In many ways, this conference was a reflection in miniature of the fundamental flaws of the present Afghan government: Though perhaps broadly representative, its roughly 1,600 participants were selected by the regime.
 
They did not include any genuine representatives of the insurgent groups to whom they were supposed to appeal.
 
Indeed, the gathering was denounced and physically attacked by the Taliban, and branded a “useless exercise” by the insurgent Hizb-i-Islami.

To the casual observer, the peace jirga might have seemed a genuinely consultative search for a means of achieving peace with the insurgents.
 
Some 28 committees were established to make proposals, which they then submitted to the chairman, Burhanuddin Rabani.

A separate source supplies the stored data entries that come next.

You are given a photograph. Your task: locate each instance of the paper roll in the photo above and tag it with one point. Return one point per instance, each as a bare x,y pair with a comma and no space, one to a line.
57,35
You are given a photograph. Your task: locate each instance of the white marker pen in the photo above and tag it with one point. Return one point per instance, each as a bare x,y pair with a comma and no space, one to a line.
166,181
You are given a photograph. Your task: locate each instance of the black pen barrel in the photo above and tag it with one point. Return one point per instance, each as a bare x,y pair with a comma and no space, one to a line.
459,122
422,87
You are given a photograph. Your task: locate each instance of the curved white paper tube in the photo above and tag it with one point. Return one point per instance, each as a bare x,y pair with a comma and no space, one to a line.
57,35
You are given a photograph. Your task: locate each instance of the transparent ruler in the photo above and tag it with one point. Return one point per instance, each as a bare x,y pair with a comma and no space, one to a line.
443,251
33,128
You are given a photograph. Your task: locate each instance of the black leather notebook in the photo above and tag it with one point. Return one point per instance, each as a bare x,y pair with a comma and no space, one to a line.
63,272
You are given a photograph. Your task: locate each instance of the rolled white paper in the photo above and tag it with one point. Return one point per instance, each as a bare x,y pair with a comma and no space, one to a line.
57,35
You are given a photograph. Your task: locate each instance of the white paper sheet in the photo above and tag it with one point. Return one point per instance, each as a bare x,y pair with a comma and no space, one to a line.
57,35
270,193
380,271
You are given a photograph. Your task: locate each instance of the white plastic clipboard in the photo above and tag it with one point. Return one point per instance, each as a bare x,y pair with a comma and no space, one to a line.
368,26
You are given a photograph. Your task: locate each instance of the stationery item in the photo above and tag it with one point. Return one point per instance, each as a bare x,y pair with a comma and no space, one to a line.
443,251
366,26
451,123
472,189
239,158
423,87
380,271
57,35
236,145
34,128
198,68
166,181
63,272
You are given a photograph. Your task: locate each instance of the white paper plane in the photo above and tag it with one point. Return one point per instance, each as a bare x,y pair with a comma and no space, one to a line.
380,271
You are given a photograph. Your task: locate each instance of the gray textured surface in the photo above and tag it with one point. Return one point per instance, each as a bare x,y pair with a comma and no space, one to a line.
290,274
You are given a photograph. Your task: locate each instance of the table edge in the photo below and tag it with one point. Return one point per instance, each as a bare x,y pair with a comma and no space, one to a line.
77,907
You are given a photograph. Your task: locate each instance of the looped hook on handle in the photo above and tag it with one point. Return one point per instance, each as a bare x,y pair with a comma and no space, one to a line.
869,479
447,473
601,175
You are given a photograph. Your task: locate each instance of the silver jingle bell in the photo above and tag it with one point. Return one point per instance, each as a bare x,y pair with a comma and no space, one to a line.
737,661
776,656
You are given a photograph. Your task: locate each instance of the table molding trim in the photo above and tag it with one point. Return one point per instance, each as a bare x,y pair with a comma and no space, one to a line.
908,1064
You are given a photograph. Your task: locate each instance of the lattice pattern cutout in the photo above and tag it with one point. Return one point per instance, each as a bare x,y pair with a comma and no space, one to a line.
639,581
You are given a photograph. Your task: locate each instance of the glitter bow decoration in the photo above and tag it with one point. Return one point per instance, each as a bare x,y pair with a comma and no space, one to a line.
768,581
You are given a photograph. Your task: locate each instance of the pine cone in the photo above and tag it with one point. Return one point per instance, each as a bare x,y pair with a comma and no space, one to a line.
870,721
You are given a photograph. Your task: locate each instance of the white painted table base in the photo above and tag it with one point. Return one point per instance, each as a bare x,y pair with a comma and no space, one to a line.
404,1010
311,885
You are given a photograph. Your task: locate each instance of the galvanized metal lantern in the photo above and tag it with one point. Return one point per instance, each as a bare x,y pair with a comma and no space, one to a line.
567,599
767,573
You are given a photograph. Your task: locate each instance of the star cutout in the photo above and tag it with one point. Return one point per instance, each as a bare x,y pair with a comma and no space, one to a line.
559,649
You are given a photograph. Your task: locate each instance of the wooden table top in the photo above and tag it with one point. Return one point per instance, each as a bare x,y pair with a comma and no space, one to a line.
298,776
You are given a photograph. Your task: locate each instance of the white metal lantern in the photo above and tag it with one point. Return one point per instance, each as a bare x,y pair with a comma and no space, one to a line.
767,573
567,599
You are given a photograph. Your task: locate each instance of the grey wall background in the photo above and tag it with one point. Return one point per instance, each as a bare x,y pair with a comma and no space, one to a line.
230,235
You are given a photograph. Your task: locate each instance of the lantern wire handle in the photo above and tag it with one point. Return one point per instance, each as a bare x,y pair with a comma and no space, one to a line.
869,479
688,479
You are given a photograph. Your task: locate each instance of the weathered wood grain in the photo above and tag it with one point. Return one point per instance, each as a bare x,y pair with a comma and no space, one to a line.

The results of those deliberations seemed strikingly familiar, however, and broadly reflective of policies touted by Hamid Karzai, the Afghan president, for some time:  Guarantees of amnesty and safety, as well as job-related incentives for former Taliban foot-soldiers willing to lay down their arms; the release of insurgents held in US and Afghan prisons, presumably to accept the same deal offered to their former Taliban comrades; the removal of certain Taliban leaders from the UN blacklist and arrangements for their “asylum” in a Muslim country where peace negotiations could be held.
 
At the same time, at least some delegates lobbied strongly against sacrificing recent gains in democracy and women’s rights as part of any appeal to the Taliban.

Indeed, many of the jirga participants had the distinct impression that the conclusions reached by the gathering had in fact been fore-ordained.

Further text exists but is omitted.